Now, I understand what you mean.

I guess despite the accuracy of the amplitude conversion from mil pp to mil rms, your way of expressing amplitudes is against the common convention. Perhaps, it could lead to confusions and mistakes.

I guess the majority of vibration practitioners and the members here in the forum would advise using mil p-p for shaft vibrations or very low-frequency structural vibrations.

On the accuracy aspect, as mentioned by others earlier,  the conversion factor (0.707) cannot hold correct if the vibration signal is complex meaning it contains two components or more. The conversion between mil pp and mil rms is true only if the waveform is a purely sinusoidal signal with a constant frequency. Maybe this is your case but I doubt that.

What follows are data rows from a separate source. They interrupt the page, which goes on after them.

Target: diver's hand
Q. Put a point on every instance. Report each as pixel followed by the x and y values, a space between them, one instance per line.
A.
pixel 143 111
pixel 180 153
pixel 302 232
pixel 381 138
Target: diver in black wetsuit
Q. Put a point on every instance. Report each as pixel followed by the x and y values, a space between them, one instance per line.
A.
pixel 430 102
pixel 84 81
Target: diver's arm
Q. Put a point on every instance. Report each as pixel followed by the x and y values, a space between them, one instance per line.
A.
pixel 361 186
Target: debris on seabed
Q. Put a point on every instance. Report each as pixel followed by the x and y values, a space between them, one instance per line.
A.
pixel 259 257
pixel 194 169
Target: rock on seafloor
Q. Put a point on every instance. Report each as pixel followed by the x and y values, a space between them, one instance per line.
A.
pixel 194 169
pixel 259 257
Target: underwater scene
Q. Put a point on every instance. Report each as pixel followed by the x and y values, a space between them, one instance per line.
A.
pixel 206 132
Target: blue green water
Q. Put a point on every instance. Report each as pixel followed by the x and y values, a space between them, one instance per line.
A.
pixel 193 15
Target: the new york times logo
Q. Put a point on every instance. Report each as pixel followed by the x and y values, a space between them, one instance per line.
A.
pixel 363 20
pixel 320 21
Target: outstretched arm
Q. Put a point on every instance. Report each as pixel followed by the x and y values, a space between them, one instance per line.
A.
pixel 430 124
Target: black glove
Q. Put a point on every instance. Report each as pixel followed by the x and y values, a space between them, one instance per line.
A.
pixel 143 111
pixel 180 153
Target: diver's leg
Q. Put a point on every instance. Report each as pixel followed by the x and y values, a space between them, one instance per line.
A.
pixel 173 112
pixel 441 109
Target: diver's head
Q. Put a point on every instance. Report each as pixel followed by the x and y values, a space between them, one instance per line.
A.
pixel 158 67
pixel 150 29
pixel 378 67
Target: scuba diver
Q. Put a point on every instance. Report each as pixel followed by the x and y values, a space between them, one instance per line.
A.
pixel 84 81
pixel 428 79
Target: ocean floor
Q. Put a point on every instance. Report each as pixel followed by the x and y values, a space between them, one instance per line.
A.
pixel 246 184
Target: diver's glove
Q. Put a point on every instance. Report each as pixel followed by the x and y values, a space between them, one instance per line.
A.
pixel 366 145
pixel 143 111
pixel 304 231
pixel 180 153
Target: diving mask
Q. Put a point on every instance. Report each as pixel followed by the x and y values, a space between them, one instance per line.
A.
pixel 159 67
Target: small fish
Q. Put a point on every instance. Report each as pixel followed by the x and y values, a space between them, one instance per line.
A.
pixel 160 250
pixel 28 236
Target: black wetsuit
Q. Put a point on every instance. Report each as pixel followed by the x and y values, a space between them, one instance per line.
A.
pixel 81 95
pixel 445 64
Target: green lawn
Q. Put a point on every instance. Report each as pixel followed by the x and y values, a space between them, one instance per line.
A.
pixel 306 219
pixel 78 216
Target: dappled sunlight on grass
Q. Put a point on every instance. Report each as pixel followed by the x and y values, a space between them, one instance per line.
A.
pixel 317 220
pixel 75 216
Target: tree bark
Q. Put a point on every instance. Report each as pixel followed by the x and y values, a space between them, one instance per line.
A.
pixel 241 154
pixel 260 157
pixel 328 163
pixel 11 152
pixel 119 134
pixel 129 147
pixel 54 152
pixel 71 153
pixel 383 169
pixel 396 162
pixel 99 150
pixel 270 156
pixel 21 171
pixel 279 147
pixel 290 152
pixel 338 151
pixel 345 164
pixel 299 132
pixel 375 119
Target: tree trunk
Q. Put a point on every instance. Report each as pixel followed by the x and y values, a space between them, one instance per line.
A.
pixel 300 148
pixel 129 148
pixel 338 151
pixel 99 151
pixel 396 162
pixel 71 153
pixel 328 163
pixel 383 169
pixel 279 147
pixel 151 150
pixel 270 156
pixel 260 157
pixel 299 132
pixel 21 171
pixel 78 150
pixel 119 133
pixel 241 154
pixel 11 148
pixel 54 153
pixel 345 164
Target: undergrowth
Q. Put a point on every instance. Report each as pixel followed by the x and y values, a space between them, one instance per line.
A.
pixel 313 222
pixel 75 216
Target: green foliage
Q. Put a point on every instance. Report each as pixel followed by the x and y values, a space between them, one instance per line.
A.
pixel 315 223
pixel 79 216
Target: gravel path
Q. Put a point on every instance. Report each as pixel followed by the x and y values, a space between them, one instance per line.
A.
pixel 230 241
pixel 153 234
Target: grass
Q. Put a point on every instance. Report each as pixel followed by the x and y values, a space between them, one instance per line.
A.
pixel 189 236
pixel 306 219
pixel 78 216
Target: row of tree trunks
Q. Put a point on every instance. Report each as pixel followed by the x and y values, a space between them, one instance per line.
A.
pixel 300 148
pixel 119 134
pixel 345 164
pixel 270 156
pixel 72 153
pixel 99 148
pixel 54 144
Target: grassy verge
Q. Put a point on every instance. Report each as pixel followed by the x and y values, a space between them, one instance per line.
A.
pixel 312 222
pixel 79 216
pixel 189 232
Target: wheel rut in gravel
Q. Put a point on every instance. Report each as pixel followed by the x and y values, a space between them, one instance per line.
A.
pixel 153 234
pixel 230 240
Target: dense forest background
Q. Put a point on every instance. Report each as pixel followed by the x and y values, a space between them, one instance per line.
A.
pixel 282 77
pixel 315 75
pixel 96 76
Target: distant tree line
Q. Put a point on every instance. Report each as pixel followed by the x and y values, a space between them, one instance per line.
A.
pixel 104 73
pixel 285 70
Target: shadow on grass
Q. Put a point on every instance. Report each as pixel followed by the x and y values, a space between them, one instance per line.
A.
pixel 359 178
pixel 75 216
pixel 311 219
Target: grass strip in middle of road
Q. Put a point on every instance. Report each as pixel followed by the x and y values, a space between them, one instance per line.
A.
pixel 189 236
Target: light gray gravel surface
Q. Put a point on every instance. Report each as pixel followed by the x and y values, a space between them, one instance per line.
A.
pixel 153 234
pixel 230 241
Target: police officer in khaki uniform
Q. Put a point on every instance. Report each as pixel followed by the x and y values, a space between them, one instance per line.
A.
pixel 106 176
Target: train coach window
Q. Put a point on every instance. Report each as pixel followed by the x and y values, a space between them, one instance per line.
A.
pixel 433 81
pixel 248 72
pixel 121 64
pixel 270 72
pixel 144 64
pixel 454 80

Regards- Ali M. Al-Shurafa


First, if someone wants a vibration specification set to mils displacement, then the sensor utilized to measure this should be measuring that as it's native units, such as a proximity probe.  That said, the proper units to read would be peak to peak.  Because displacement readings are weighted toward low frequency and higher frequencies tend to be attenuated, why would someone choose that parameter for acceptance?  I can only think of one reason for using it and that would be for assurances of clearances in turbo machinery, sleeve bearings, etc.

Velocity readings are much better suited to giving an overall look at a wide frequency range.


Ron Brook


Hi Ron,

Thanks for the feedback. The machinery we are monitoring has sleeve bearings.  They are 2000 hp pump units and operate between 450 - 695 rpms.  We are tracking displacement due to thrust (mils), vibration displacement (mils pk-pk; or in our case mils rms), and vibration velocity  (in/sec rms). I've been taught that vibration displacement is best for machines operating below 600 rpms.  I don't know how true that is, but we do monitor displacement and velocity.  For most of our smaller, higher speed pumps we use velocity readings for acceptance testing.

Kind regards,




Vibration readings can be expressed in different ways some of which are common and standard. You may want to keep using mil rms for your sleeve bearing machines but you take a risk of misinterpreting the readings if you use references based on mil p-p. Bode plot, for example, will be difficult to interpret.

Using mil rms after converting mil p-p for shaft vibration (classic horizontal machines) may twist some of the results. For example, vibration alarms are harder to trigger from rms readings when the signal has spikes. Trends in rms are smoother and less sensitive to temporary vibration changes.

Can you share some vibration plots with these mil rms readings? I'm sure it's going to be interesting to learn how you handle the analysis.